Hello Barbie, Amazon Echo, and the home robot Jibo are part of a new wave of connected toys and gadgets for the home that listen. Different than the smartphone, these devices are always on, blending into the background until needed by the adult or child user. We do not yet know all the information our new toys are collecting, storing, or disclosing. With an intended audience of designers and regulators, this project brings an interdisciplinary group of experts together to build a set of consumer protection best practices for design and user control of connected devices in the home. We are grateful to the Rose Foundation Consumer Privacy Rights Fund for funding this work.
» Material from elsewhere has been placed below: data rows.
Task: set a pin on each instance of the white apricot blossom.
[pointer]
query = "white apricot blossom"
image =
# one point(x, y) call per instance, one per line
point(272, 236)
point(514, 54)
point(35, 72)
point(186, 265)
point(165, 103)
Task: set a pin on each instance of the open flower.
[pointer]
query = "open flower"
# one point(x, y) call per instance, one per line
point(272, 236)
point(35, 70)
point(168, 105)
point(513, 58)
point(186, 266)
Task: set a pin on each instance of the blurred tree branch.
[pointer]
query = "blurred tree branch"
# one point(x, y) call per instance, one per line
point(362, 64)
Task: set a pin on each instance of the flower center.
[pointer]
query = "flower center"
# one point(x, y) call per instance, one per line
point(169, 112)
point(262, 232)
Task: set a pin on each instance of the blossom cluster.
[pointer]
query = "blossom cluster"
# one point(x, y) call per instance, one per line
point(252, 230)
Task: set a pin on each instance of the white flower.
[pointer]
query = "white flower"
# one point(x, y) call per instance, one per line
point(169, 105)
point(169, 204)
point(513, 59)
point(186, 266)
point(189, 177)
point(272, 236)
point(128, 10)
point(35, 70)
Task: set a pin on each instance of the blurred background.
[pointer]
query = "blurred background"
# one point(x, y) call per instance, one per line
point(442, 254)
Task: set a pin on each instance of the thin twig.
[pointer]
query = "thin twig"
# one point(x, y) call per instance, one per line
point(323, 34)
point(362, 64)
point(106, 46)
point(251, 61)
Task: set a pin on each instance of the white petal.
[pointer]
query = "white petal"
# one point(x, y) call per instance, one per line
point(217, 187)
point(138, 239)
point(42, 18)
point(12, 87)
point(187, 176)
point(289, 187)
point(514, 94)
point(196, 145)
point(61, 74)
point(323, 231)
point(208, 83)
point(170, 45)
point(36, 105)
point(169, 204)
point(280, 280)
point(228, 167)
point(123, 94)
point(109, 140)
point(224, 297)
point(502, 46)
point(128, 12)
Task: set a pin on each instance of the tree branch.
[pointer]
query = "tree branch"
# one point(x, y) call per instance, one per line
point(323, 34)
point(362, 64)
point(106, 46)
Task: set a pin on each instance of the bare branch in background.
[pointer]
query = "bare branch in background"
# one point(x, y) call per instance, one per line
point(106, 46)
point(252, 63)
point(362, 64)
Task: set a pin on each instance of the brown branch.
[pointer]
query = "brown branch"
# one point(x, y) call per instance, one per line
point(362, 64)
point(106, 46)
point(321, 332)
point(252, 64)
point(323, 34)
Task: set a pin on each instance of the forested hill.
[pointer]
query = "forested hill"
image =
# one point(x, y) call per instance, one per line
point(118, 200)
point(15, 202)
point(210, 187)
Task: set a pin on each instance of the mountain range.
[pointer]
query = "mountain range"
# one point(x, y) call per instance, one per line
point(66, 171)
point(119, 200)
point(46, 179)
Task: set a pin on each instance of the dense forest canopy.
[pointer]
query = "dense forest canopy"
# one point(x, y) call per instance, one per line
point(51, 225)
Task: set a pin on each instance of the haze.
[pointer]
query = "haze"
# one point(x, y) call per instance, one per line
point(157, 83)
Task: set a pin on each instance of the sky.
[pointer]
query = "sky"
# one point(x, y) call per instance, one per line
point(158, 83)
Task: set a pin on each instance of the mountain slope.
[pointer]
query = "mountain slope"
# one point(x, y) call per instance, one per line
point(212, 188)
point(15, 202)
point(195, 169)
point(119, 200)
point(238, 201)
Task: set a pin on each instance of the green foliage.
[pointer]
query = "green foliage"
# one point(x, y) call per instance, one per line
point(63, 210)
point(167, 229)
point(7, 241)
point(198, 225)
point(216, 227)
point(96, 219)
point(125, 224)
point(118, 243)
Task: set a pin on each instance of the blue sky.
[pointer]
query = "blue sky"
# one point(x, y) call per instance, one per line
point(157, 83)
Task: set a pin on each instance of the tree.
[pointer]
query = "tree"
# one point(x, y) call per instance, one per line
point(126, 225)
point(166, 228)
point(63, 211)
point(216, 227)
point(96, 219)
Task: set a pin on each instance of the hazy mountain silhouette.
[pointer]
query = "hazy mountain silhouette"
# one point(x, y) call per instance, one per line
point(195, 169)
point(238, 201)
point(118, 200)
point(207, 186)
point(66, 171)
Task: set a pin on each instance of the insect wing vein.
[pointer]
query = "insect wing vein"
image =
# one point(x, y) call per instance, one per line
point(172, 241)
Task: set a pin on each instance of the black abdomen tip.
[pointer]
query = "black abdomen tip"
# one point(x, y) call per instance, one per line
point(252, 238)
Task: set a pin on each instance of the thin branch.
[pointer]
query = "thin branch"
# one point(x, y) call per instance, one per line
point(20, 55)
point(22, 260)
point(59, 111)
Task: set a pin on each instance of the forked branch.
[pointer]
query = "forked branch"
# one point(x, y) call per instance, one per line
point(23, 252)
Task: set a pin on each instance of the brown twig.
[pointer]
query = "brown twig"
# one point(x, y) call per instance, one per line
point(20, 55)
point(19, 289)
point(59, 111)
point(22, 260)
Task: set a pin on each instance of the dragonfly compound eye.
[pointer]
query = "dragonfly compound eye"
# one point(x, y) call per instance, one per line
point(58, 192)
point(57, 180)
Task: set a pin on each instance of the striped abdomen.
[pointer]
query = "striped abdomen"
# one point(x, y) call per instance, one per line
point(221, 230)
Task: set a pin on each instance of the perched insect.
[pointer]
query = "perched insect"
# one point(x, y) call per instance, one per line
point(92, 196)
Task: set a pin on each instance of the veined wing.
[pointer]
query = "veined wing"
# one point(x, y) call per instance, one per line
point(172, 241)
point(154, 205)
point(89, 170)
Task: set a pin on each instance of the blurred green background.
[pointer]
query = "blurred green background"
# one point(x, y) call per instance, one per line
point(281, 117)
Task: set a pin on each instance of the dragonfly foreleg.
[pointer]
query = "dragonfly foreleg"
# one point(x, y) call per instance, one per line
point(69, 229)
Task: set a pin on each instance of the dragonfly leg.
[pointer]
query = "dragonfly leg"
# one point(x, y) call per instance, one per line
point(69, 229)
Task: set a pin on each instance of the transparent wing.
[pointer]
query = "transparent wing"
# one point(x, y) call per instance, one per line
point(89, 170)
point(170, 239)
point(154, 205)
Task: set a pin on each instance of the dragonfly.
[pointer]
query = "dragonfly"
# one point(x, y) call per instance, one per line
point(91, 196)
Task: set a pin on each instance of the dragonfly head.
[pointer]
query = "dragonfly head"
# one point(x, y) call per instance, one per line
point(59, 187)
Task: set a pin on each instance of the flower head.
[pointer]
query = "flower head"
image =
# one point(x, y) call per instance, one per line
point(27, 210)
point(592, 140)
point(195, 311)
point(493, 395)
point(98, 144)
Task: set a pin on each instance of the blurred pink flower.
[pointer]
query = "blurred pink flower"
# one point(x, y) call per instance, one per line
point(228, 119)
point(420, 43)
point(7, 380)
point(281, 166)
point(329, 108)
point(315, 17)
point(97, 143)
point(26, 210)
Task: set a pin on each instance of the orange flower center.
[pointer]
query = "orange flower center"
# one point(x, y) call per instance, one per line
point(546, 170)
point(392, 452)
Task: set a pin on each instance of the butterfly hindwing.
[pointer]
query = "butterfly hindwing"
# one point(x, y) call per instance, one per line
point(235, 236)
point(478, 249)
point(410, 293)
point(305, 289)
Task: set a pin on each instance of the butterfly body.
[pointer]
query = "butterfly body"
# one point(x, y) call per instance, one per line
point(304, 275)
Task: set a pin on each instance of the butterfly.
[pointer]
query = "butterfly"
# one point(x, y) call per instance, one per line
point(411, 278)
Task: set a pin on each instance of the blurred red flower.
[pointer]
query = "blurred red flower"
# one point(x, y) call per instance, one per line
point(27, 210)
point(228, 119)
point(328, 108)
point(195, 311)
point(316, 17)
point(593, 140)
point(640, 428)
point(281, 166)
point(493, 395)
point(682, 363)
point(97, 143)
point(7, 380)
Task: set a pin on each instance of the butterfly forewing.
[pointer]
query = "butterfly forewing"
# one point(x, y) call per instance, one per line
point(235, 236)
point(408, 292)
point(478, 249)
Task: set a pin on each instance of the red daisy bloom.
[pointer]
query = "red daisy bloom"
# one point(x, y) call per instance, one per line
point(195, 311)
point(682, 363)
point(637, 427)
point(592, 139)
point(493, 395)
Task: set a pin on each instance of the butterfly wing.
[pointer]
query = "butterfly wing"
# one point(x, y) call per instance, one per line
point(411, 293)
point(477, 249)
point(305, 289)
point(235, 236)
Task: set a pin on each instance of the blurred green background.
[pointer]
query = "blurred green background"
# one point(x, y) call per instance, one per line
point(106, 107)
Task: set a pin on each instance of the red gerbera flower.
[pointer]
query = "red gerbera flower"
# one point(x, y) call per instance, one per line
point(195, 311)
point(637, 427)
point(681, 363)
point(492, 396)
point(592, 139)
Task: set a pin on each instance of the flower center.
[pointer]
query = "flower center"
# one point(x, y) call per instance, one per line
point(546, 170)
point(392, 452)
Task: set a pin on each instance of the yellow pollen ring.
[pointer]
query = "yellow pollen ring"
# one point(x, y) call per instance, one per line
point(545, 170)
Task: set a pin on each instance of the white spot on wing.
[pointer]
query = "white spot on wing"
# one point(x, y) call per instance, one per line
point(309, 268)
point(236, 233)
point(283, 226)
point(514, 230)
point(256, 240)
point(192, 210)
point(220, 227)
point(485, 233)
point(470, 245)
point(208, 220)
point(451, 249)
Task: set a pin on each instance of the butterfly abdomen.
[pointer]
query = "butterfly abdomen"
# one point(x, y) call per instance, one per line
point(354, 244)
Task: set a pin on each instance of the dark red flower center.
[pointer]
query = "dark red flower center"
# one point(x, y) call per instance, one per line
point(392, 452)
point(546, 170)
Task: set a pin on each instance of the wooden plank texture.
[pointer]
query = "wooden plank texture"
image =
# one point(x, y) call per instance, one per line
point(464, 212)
Forthcoming in CHI 2017, our study Toys That Listen: A Study of Parents, Children, and Internet-Connected Toys, explored people’s mental models and experiences with these emerging technologies and to help inform the future designs of interactive, connected toys and gadgets.

Our goal is to preempt privacy problems before they occur. Consumer privacy protection laws have often been reactionary–drafted or amended after privacy was breached and individuals harmed. The Video Privacy Protection Act, for example, was the result of lessons on the dangers of the distribution of an individual’s video rental history. The recent Netflix settlement under the same Act shows that these issues are alive and well today. The Children’s Online Privacy Protection Act (COPPA) responds to fears adults have about children being online and the new internet-connected toys like Hello Barbie raise these fears. While legislation like California’s Online Privacy Protection Act has been found to extend from the initial web page privacy policy requirement to apps on devices, the delivery of privacy notices on toys such as Hello Barbie is more difficult to design. With household devices having the ability to collect increasingly detailed information about what we watch, listen to, talk about, or purchase from the comfort of home, now is the time to identify and implement best practices.